For most of the last year, the projected cost of mistakes, and the actual cost of mistakes, have aligned well, but we got a bit behind by missing the June, and July peak hours by a considerable margin. From October 2017 through July 2018, we have collected $85,888 to fund that account. Missed peak predictions have cost us $74,643 during that period, so we have a positive fund balance of about $11,244 at the end of July. June and July cost us a lot of what we had accumulated, but as it stands now, assuming we have a win in August, it looks like our guess at what misses would cost us in a year was very accurate. Hooray for mathematics! I will keep you posted regularly as this fund moves toward a full year of experience.

EPB Team Staffing Master Plan. I want to review the situation with retirements/resignations and our long-term staffing plan with you. We talked about this some last month, and I thought you might want to hear what progress we have made since then. I’ll have an updated chart at the meeting.

EPB Version 4.0. Inspired by the process of PEER certification, I’ve challenged the team to make steady progress toward the 4th iteration of Glasgow EPB. The first version of our utility encompassed the totally analog format that existed from 1962 until 1988, when we became an electric power and cable television utility.
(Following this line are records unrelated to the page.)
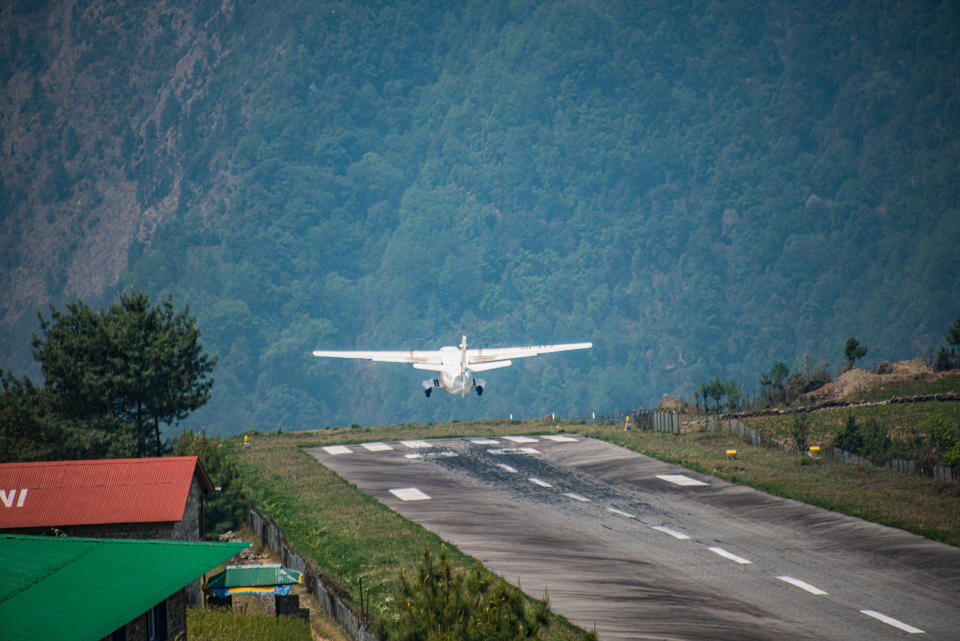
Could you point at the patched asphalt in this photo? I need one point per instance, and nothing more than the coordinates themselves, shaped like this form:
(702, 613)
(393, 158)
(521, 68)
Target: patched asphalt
(589, 541)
Version 2 (electric/cable television) lasted until 1996 when we added internet to our offerings and began to transform the broadband network to support a wide variety of services as well as all electric power telemetry. We entered Version 3 when we implemented cost-based electric rates that are designed to make the local grid sustainable.
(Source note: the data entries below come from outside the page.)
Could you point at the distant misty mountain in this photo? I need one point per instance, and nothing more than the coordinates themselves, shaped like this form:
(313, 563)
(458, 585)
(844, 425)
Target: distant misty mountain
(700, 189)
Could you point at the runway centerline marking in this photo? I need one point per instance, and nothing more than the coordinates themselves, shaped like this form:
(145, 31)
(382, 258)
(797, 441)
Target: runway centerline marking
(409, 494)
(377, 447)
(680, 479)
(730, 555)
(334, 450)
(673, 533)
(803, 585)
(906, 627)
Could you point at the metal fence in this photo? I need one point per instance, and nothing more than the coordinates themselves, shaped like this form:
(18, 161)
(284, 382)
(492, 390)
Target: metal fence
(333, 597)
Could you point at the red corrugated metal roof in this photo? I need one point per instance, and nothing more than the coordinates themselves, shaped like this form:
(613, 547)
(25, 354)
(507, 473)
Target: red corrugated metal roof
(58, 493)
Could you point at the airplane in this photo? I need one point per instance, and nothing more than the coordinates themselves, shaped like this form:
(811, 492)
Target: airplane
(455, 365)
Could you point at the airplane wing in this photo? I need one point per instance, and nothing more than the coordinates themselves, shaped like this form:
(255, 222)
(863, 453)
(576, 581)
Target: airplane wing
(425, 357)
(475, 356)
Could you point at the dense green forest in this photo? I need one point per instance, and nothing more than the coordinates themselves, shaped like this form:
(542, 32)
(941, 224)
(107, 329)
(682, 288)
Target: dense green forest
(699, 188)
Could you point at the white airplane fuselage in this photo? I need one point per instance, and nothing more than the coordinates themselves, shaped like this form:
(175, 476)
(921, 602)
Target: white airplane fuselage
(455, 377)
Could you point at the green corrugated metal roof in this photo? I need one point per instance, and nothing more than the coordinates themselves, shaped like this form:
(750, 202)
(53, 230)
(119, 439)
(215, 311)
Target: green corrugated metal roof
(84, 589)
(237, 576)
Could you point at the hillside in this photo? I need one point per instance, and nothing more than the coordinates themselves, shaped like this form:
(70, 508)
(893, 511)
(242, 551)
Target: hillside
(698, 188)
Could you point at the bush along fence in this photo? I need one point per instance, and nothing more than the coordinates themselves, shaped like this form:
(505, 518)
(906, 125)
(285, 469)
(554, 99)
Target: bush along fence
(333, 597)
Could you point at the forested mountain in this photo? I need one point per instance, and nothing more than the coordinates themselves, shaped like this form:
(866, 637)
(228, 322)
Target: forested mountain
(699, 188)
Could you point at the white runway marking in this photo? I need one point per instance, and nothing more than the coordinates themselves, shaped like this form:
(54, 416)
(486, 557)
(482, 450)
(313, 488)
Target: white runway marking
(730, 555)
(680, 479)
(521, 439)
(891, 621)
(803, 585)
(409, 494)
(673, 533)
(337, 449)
Looking forward to Version 4.0, we will be using everything we learned and implemented since 1962 to transform the resiliency and reliability of our services. We can now support truly rare and advanced technology that will begin to make our grid smart and self-healing. We are ready to begin the process of installing technology that will recognize fault conditions on our grid, and isolate those faults to a small area, while redirecting power to the un-faulted line sections so as to maintain service to more customers, during and after grid damaging events. This new version of EPB will not arrive quickly. Rather, it is a direction that might well take the next decade to fully implement, but I am excited about sharing these new concepts and potential direction with you at the meeting.
  
Conclusion

Please let me know if you have any questions before the meeting.